Quality, not quantity – I consciously try to spend at least an hour or two of fully focused quality time with them during the day. Both of us converse with them about the world, science, politics, geography, their aspirations and imaginations, friend squabbles, anything, everything.
Don’t try to ‘keep up with the Joneses’ – is an advice that a really smart and very successful older cousin has given to me! The home is reasonably well kept on a daily basis. It does get messy – but I don’t split my hair over it. I take a little extra effort on the weekends to do things that usually don’t get done during the week – like washing linen and stocking up groceries. When at times it comes to either doing household chores or spending time with the family, I choose the latter and put the chores on the back burner.
Kids are tougher than what we give them credit for. They are very flexible, and absorb like sponges. They observe and learn to find ways. They will become more independent if we let them be. They learn to adapt and adjust to people. They learn to trust others who care for them. They learn to make friends and keep them. They learn to be happy and have a good time regardless!
I made a choice to have a family, and a career. Both I and the spouse have tried to balance it out, the well being of our family and our own aspirations. There were some compromises made on each front, and there were things we agreed to never compromise.
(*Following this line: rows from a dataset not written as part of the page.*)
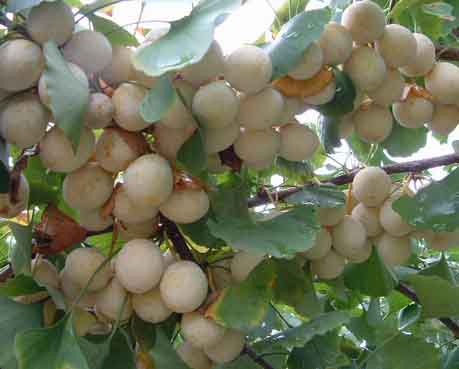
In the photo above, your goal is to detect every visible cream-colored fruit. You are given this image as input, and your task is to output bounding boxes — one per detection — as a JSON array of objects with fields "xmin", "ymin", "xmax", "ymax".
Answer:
[
  {"xmin": 237, "ymin": 87, "xmax": 284, "ymax": 130},
  {"xmin": 279, "ymin": 124, "xmax": 320, "ymax": 161},
  {"xmin": 26, "ymin": 0, "xmax": 75, "ymax": 45},
  {"xmin": 123, "ymin": 154, "xmax": 174, "ymax": 206},
  {"xmin": 40, "ymin": 126, "xmax": 96, "ymax": 173},
  {"xmin": 288, "ymin": 42, "xmax": 324, "ymax": 80},
  {"xmin": 204, "ymin": 329, "xmax": 245, "ymax": 364},
  {"xmin": 392, "ymin": 95, "xmax": 434, "ymax": 128},
  {"xmin": 62, "ymin": 163, "xmax": 113, "ymax": 210},
  {"xmin": 115, "ymin": 239, "xmax": 164, "ymax": 293},
  {"xmin": 224, "ymin": 45, "xmax": 273, "ymax": 95},
  {"xmin": 192, "ymin": 81, "xmax": 239, "ymax": 129},
  {"xmin": 352, "ymin": 167, "xmax": 392, "ymax": 207},
  {"xmin": 319, "ymin": 22, "xmax": 352, "ymax": 65},
  {"xmin": 0, "ymin": 39, "xmax": 45, "ymax": 92},
  {"xmin": 230, "ymin": 251, "xmax": 265, "ymax": 282},
  {"xmin": 160, "ymin": 261, "xmax": 208, "ymax": 313},
  {"xmin": 180, "ymin": 312, "xmax": 226, "ymax": 348},
  {"xmin": 400, "ymin": 33, "xmax": 435, "ymax": 77},
  {"xmin": 64, "ymin": 248, "xmax": 112, "ymax": 292},
  {"xmin": 352, "ymin": 103, "xmax": 393, "ymax": 143},
  {"xmin": 159, "ymin": 189, "xmax": 210, "ymax": 224},
  {"xmin": 63, "ymin": 30, "xmax": 113, "ymax": 74},
  {"xmin": 112, "ymin": 83, "xmax": 150, "ymax": 132},
  {"xmin": 132, "ymin": 287, "xmax": 172, "ymax": 323},
  {"xmin": 344, "ymin": 46, "xmax": 387, "ymax": 92}
]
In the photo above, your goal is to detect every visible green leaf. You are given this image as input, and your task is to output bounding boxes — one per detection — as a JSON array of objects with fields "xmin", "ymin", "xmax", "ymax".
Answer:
[
  {"xmin": 264, "ymin": 8, "xmax": 331, "ymax": 80},
  {"xmin": 133, "ymin": 0, "xmax": 241, "ymax": 76},
  {"xmin": 208, "ymin": 206, "xmax": 319, "ymax": 258},
  {"xmin": 344, "ymin": 247, "xmax": 398, "ymax": 297},
  {"xmin": 140, "ymin": 75, "xmax": 178, "ymax": 123},
  {"xmin": 0, "ymin": 296, "xmax": 43, "ymax": 369},
  {"xmin": 43, "ymin": 41, "xmax": 89, "ymax": 149}
]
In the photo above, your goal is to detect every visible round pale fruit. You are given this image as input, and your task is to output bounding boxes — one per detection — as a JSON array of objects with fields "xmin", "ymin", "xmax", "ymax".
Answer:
[
  {"xmin": 344, "ymin": 46, "xmax": 387, "ymax": 92},
  {"xmin": 230, "ymin": 251, "xmax": 265, "ymax": 282},
  {"xmin": 180, "ymin": 312, "xmax": 226, "ymax": 348},
  {"xmin": 132, "ymin": 287, "xmax": 172, "ymax": 323},
  {"xmin": 160, "ymin": 261, "xmax": 209, "ymax": 313},
  {"xmin": 26, "ymin": 0, "xmax": 75, "ymax": 45},
  {"xmin": 62, "ymin": 163, "xmax": 113, "ymax": 210},
  {"xmin": 115, "ymin": 239, "xmax": 164, "ymax": 293},
  {"xmin": 288, "ymin": 42, "xmax": 324, "ymax": 80},
  {"xmin": 63, "ymin": 30, "xmax": 112, "ymax": 74},
  {"xmin": 40, "ymin": 126, "xmax": 96, "ymax": 173},
  {"xmin": 392, "ymin": 95, "xmax": 434, "ymax": 128},
  {"xmin": 225, "ymin": 45, "xmax": 273, "ymax": 95},
  {"xmin": 341, "ymin": 0, "xmax": 386, "ymax": 44},
  {"xmin": 204, "ymin": 329, "xmax": 245, "ymax": 364},
  {"xmin": 123, "ymin": 154, "xmax": 174, "ymax": 206},
  {"xmin": 237, "ymin": 87, "xmax": 284, "ymax": 130},
  {"xmin": 319, "ymin": 22, "xmax": 352, "ymax": 65},
  {"xmin": 352, "ymin": 167, "xmax": 392, "ymax": 207},
  {"xmin": 192, "ymin": 81, "xmax": 239, "ymax": 129},
  {"xmin": 64, "ymin": 248, "xmax": 112, "ymax": 292},
  {"xmin": 279, "ymin": 124, "xmax": 320, "ymax": 161}
]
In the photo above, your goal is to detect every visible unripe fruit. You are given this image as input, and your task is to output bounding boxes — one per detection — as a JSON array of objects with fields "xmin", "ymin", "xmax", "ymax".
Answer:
[
  {"xmin": 132, "ymin": 287, "xmax": 172, "ymax": 323},
  {"xmin": 352, "ymin": 103, "xmax": 393, "ymax": 143},
  {"xmin": 192, "ymin": 81, "xmax": 239, "ymax": 129},
  {"xmin": 64, "ymin": 248, "xmax": 112, "ymax": 292},
  {"xmin": 115, "ymin": 239, "xmax": 164, "ymax": 293},
  {"xmin": 319, "ymin": 22, "xmax": 352, "ymax": 65},
  {"xmin": 0, "ymin": 39, "xmax": 45, "ymax": 92},
  {"xmin": 237, "ymin": 87, "xmax": 284, "ymax": 130},
  {"xmin": 62, "ymin": 163, "xmax": 113, "ymax": 210},
  {"xmin": 341, "ymin": 0, "xmax": 386, "ymax": 44},
  {"xmin": 288, "ymin": 42, "xmax": 324, "ymax": 80},
  {"xmin": 40, "ymin": 126, "xmax": 96, "ymax": 173},
  {"xmin": 225, "ymin": 45, "xmax": 273, "ymax": 95},
  {"xmin": 180, "ymin": 312, "xmax": 226, "ymax": 348},
  {"xmin": 352, "ymin": 167, "xmax": 392, "ymax": 207},
  {"xmin": 279, "ymin": 124, "xmax": 320, "ymax": 161},
  {"xmin": 123, "ymin": 154, "xmax": 174, "ymax": 206},
  {"xmin": 63, "ymin": 30, "xmax": 112, "ymax": 74},
  {"xmin": 160, "ymin": 261, "xmax": 208, "ymax": 313},
  {"xmin": 26, "ymin": 1, "xmax": 75, "ymax": 45},
  {"xmin": 159, "ymin": 189, "xmax": 210, "ymax": 224},
  {"xmin": 204, "ymin": 329, "xmax": 245, "ymax": 364}
]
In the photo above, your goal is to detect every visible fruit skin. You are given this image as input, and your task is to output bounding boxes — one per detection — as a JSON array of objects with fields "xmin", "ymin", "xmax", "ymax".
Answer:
[
  {"xmin": 0, "ymin": 39, "xmax": 45, "ymax": 92},
  {"xmin": 224, "ymin": 45, "xmax": 273, "ymax": 95},
  {"xmin": 160, "ymin": 261, "xmax": 208, "ymax": 313}
]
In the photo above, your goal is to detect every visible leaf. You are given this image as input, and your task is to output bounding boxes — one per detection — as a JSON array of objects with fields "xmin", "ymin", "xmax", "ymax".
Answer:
[
  {"xmin": 344, "ymin": 247, "xmax": 398, "ymax": 297},
  {"xmin": 264, "ymin": 8, "xmax": 331, "ymax": 80},
  {"xmin": 133, "ymin": 0, "xmax": 241, "ymax": 76},
  {"xmin": 208, "ymin": 206, "xmax": 319, "ymax": 258},
  {"xmin": 140, "ymin": 75, "xmax": 178, "ymax": 123},
  {"xmin": 43, "ymin": 41, "xmax": 89, "ymax": 149},
  {"xmin": 0, "ymin": 296, "xmax": 43, "ymax": 369}
]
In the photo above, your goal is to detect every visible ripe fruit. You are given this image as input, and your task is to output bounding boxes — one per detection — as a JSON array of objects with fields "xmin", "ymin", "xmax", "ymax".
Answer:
[
  {"xmin": 132, "ymin": 287, "xmax": 172, "ymax": 323},
  {"xmin": 40, "ymin": 126, "xmax": 96, "ymax": 173},
  {"xmin": 160, "ymin": 261, "xmax": 208, "ymax": 313},
  {"xmin": 26, "ymin": 0, "xmax": 75, "ymax": 45},
  {"xmin": 115, "ymin": 239, "xmax": 164, "ymax": 293},
  {"xmin": 0, "ymin": 39, "xmax": 45, "ymax": 92},
  {"xmin": 159, "ymin": 189, "xmax": 210, "ymax": 224},
  {"xmin": 192, "ymin": 81, "xmax": 239, "ymax": 129},
  {"xmin": 123, "ymin": 154, "xmax": 174, "ymax": 206},
  {"xmin": 63, "ymin": 30, "xmax": 112, "ymax": 74},
  {"xmin": 225, "ymin": 45, "xmax": 272, "ymax": 95},
  {"xmin": 352, "ymin": 167, "xmax": 392, "ymax": 207},
  {"xmin": 62, "ymin": 163, "xmax": 113, "ymax": 210}
]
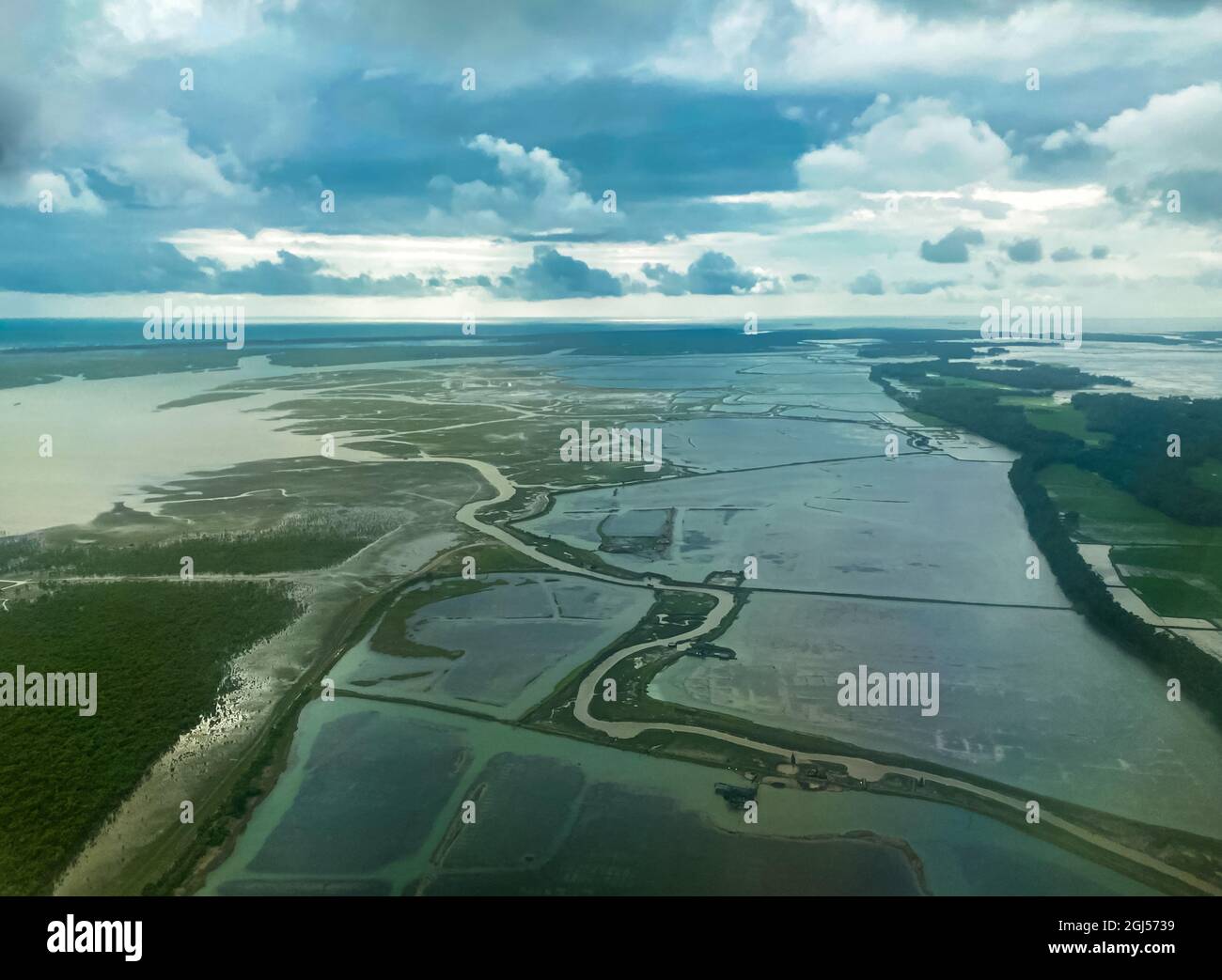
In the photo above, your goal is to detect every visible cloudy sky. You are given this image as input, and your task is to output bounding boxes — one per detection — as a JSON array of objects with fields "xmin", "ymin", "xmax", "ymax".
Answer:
[{"xmin": 0, "ymin": 0, "xmax": 1222, "ymax": 320}]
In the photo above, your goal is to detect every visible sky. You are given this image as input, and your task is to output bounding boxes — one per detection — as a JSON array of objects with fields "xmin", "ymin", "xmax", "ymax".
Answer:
[{"xmin": 0, "ymin": 0, "xmax": 1222, "ymax": 325}]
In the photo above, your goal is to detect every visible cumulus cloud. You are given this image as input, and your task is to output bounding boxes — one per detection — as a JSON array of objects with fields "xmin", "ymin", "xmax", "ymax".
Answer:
[
  {"xmin": 896, "ymin": 279, "xmax": 956, "ymax": 296},
  {"xmin": 1003, "ymin": 239, "xmax": 1043, "ymax": 261},
  {"xmin": 848, "ymin": 269, "xmax": 886, "ymax": 296},
  {"xmin": 797, "ymin": 95, "xmax": 1010, "ymax": 192},
  {"xmin": 640, "ymin": 252, "xmax": 779, "ymax": 296},
  {"xmin": 427, "ymin": 133, "xmax": 619, "ymax": 236},
  {"xmin": 920, "ymin": 228, "xmax": 985, "ymax": 263},
  {"xmin": 1043, "ymin": 82, "xmax": 1222, "ymax": 221},
  {"xmin": 494, "ymin": 245, "xmax": 626, "ymax": 300}
]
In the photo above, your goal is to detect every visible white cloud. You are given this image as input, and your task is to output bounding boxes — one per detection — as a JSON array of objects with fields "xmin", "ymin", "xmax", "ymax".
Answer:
[
  {"xmin": 0, "ymin": 168, "xmax": 106, "ymax": 214},
  {"xmin": 98, "ymin": 109, "xmax": 254, "ymax": 208},
  {"xmin": 640, "ymin": 0, "xmax": 1222, "ymax": 88},
  {"xmin": 425, "ymin": 133, "xmax": 619, "ymax": 235},
  {"xmin": 797, "ymin": 97, "xmax": 1011, "ymax": 192}
]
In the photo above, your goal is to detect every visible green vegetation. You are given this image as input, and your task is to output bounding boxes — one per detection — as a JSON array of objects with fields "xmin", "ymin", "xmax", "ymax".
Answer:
[
  {"xmin": 870, "ymin": 359, "xmax": 1129, "ymax": 391},
  {"xmin": 870, "ymin": 362, "xmax": 1222, "ymax": 721},
  {"xmin": 1073, "ymin": 395, "xmax": 1222, "ymax": 527},
  {"xmin": 1111, "ymin": 542, "xmax": 1222, "ymax": 622},
  {"xmin": 0, "ymin": 508, "xmax": 399, "ymax": 576},
  {"xmin": 1040, "ymin": 463, "xmax": 1222, "ymax": 546},
  {"xmin": 0, "ymin": 582, "xmax": 302, "ymax": 894}
]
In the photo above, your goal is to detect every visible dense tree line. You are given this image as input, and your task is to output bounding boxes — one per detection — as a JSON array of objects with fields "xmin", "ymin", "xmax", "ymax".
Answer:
[
  {"xmin": 0, "ymin": 582, "xmax": 301, "ymax": 894},
  {"xmin": 871, "ymin": 365, "xmax": 1222, "ymax": 721},
  {"xmin": 1072, "ymin": 394, "xmax": 1222, "ymax": 525}
]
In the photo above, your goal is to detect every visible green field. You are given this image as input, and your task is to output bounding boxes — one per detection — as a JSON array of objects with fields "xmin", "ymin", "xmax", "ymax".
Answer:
[
  {"xmin": 0, "ymin": 582, "xmax": 301, "ymax": 894},
  {"xmin": 1039, "ymin": 463, "xmax": 1222, "ymax": 548},
  {"xmin": 1111, "ymin": 546, "xmax": 1222, "ymax": 619},
  {"xmin": 998, "ymin": 396, "xmax": 1112, "ymax": 446}
]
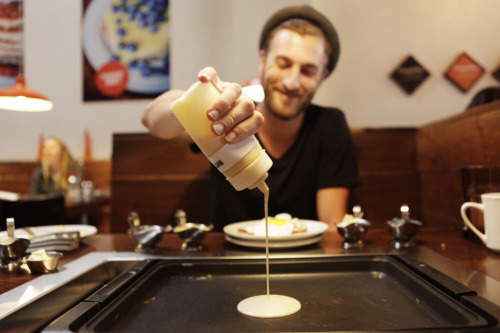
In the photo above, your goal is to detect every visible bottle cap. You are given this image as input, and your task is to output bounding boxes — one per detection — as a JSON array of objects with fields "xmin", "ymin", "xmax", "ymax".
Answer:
[{"xmin": 227, "ymin": 149, "xmax": 273, "ymax": 191}]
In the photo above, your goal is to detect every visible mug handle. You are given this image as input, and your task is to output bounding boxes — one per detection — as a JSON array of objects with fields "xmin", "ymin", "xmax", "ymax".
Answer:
[{"xmin": 460, "ymin": 202, "xmax": 486, "ymax": 245}]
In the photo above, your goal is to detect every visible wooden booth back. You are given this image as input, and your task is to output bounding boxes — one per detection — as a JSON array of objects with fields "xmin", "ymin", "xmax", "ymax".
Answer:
[{"xmin": 111, "ymin": 128, "xmax": 420, "ymax": 232}]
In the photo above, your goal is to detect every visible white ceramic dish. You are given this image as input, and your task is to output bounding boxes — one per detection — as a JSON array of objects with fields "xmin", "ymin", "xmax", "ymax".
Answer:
[
  {"xmin": 0, "ymin": 224, "xmax": 97, "ymax": 238},
  {"xmin": 224, "ymin": 220, "xmax": 328, "ymax": 241},
  {"xmin": 226, "ymin": 234, "xmax": 323, "ymax": 249}
]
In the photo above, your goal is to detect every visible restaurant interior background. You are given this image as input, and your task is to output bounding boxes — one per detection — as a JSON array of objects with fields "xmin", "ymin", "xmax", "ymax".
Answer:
[{"xmin": 0, "ymin": 0, "xmax": 500, "ymax": 161}]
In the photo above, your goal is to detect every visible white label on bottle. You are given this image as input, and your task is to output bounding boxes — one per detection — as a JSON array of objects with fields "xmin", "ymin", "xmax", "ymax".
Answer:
[{"xmin": 208, "ymin": 135, "xmax": 259, "ymax": 172}]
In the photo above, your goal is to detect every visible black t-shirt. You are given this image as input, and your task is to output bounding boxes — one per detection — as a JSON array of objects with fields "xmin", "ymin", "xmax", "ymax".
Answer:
[{"xmin": 210, "ymin": 105, "xmax": 359, "ymax": 231}]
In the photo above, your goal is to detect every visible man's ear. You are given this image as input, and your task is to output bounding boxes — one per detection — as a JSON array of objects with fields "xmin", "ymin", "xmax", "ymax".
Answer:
[{"xmin": 259, "ymin": 50, "xmax": 266, "ymax": 76}]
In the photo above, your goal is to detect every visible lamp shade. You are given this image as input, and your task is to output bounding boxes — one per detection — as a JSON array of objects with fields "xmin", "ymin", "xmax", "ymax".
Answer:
[{"xmin": 0, "ymin": 75, "xmax": 54, "ymax": 112}]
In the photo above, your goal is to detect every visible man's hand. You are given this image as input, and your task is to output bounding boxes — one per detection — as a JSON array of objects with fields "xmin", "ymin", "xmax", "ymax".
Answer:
[{"xmin": 198, "ymin": 67, "xmax": 264, "ymax": 143}]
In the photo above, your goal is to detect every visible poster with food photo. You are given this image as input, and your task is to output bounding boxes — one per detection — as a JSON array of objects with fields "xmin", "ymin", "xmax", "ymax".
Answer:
[
  {"xmin": 82, "ymin": 0, "xmax": 170, "ymax": 101},
  {"xmin": 0, "ymin": 0, "xmax": 23, "ymax": 89}
]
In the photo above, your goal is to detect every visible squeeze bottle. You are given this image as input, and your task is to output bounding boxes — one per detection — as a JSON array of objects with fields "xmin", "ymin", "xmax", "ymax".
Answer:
[{"xmin": 172, "ymin": 82, "xmax": 273, "ymax": 193}]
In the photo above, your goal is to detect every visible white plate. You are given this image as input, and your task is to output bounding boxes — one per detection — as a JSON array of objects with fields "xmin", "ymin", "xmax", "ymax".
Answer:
[
  {"xmin": 0, "ymin": 224, "xmax": 97, "ymax": 238},
  {"xmin": 82, "ymin": 0, "xmax": 170, "ymax": 94},
  {"xmin": 226, "ymin": 234, "xmax": 323, "ymax": 249},
  {"xmin": 224, "ymin": 220, "xmax": 328, "ymax": 241}
]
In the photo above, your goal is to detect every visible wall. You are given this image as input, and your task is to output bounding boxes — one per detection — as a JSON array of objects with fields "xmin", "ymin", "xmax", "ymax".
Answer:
[{"xmin": 0, "ymin": 0, "xmax": 500, "ymax": 161}]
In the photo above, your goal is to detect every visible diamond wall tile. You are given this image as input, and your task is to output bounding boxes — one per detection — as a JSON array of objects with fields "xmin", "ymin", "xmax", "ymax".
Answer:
[
  {"xmin": 391, "ymin": 55, "xmax": 430, "ymax": 95},
  {"xmin": 444, "ymin": 52, "xmax": 484, "ymax": 92}
]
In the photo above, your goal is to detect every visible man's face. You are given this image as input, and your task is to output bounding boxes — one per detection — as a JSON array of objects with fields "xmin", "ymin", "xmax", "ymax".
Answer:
[
  {"xmin": 260, "ymin": 30, "xmax": 328, "ymax": 120},
  {"xmin": 43, "ymin": 139, "xmax": 61, "ymax": 169}
]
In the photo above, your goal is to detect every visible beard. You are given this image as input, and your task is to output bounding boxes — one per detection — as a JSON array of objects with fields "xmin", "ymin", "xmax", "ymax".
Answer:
[{"xmin": 263, "ymin": 81, "xmax": 313, "ymax": 120}]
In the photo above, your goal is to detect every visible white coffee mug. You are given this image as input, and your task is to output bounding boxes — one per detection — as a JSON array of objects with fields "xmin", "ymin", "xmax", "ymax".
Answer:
[{"xmin": 460, "ymin": 192, "xmax": 500, "ymax": 253}]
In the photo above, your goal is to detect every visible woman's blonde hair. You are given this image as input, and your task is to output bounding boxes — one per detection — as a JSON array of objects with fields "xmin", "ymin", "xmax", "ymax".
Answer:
[{"xmin": 41, "ymin": 136, "xmax": 77, "ymax": 191}]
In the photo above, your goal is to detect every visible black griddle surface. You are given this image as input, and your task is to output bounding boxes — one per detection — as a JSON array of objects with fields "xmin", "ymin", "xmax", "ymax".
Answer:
[{"xmin": 80, "ymin": 255, "xmax": 491, "ymax": 332}]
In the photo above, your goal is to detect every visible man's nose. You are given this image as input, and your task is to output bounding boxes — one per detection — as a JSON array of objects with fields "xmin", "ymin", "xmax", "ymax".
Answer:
[{"xmin": 283, "ymin": 67, "xmax": 300, "ymax": 90}]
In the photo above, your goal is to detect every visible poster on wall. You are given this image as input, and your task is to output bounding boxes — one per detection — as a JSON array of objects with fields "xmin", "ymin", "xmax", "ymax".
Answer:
[
  {"xmin": 82, "ymin": 0, "xmax": 170, "ymax": 101},
  {"xmin": 0, "ymin": 0, "xmax": 23, "ymax": 89}
]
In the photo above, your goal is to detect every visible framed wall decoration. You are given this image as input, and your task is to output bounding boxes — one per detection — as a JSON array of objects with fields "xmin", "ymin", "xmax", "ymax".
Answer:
[
  {"xmin": 0, "ymin": 0, "xmax": 24, "ymax": 88},
  {"xmin": 444, "ymin": 52, "xmax": 485, "ymax": 92},
  {"xmin": 81, "ymin": 0, "xmax": 170, "ymax": 101},
  {"xmin": 391, "ymin": 55, "xmax": 430, "ymax": 95}
]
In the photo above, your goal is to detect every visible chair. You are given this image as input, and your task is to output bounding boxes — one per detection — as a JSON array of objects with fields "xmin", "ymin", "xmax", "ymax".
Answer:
[{"xmin": 0, "ymin": 194, "xmax": 66, "ymax": 230}]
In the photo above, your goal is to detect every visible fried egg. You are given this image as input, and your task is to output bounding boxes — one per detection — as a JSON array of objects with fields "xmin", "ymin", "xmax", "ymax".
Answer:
[{"xmin": 240, "ymin": 213, "xmax": 307, "ymax": 237}]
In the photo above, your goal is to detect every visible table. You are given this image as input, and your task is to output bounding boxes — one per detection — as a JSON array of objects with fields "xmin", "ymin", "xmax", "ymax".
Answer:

People make different choices. Circumstances, interests, context and will determine why people make the choice that they make. I know a lot of amazing mothers around me who are working outside of their homes or staying at home to care for the family. But I truly believe that women should make an effort to nurture a personally enriching endeavor – something that they are doing for their own sake, in addition to the work they do for their family. And when things get rough – just stop, step back, and take a look at the big picture. As if looking at the road map of your life. And find your way.